Have you ever had the need to create hundreds to thousands of Shepp-Logan phantoms per second? Well if you do, you're doing something wrong, but you've come to the right place. The Shepp-Logan phantom is a numerical phantom which is defined as the sum of 10 ellipses. It is often used as a test image for image reconstruction algorithms. This crate provides a dependency-free, efficient implementation for creating Shepp-Logan phantoms in 2D. The following results were obtained with cargo bench on an Intel Core i7 with 2.70GHz:

Resolution time fps
128x128 111,000ns 9000
256x256 440,000ns 2200
512x512 1,780,000ns 560

Two versions are provided: The original version as described in [0] and a modified version, which has higher contrast as described in [1]. If you do not know the difference between those two, you most likely want the modified version.

To use the crate, add shepplogan to your Cargo.toml:

shepplogan = "^1"

The documentation can be found here.

Example

extern crate shepplogan;
use shepplogan::{shepplogan, shepplogan_modified};

// Dimensions of the image grid
let (nx, ny) = (256, 320);

// Original Shepp-Logan Phantom (the dynamic range is between 0.0 and 2.0)
let phantom = shepplogan(nx, ny);

// Modified Shepp-Logan Phantom (the dynamic range is between 0.0 and 1.0)
let phantom_modified = shepplogan_modified(nx, ny);

See examples/example.rs for an example which saves the phantom to disk.

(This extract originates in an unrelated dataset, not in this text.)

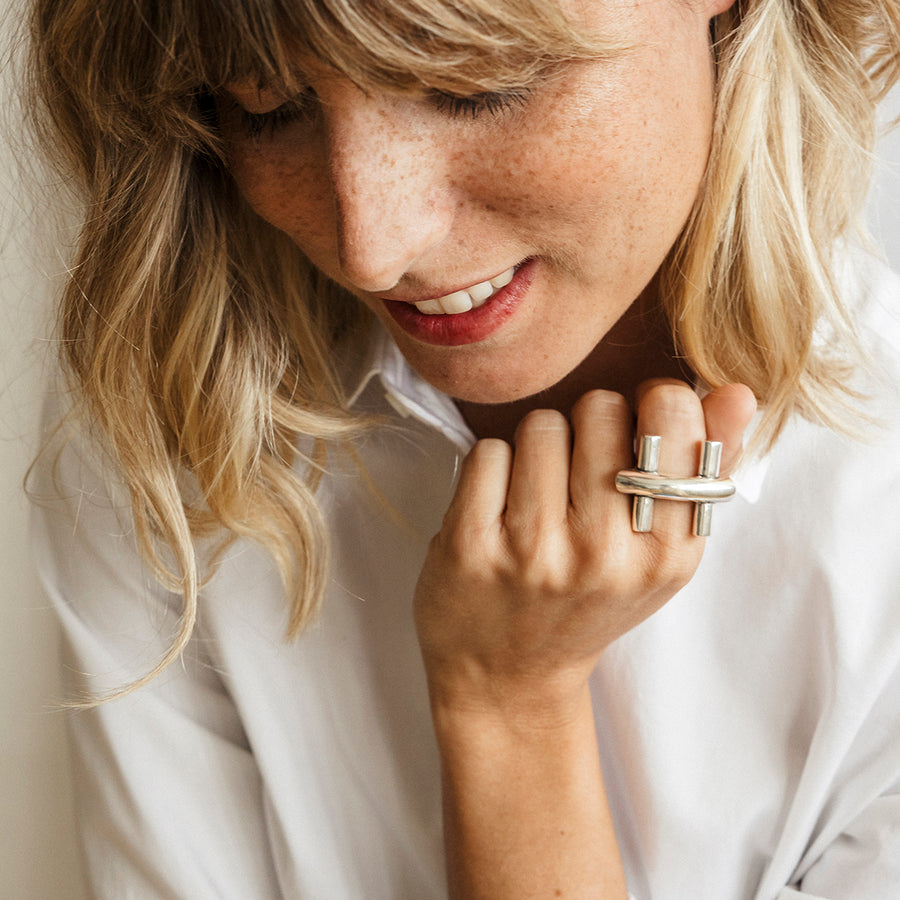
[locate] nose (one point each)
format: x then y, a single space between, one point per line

You can also create your own phantom by defining ellipses:

extern crate shepplogan;
use shepplogan::{phantom, Ellipse};

// Dimensions of the image grid
let (nx, ny) = (256, 320);

// Define two ellipses
let ellipses = 
    [
        Ellipse::new(0.0, -0.0184, 0.6624, 0.874, 0.0, -0.98),
        Ellipse::new(0.0, 0.0, 0.69, 0.92, 0.0, 2.0),
    ];

let ph = phantom(&ellipses, nx, ny);

This will create a phantom consisting of two ellipses.

References

[0] Shepp, LA and Logan BF, "The Fourier reconstruction of a head section." IEEE Transactions on Nuclear Science 21, No. 3 (1974)

[1] Toft, PA, "The Radon Transform - Theory and Implementation", PhD dissertation, Departement of Mathematical Modelling, Technical University of Denmark (1996)

License

Licensed under either of

at your option.

Contribution

Unless you explicitly state otherwise, any contribution intentionally submitted for inclusion in the work by you, as defined in the Apache-2.0 license, shall be dual licensed as above, without any additional terms or conditions.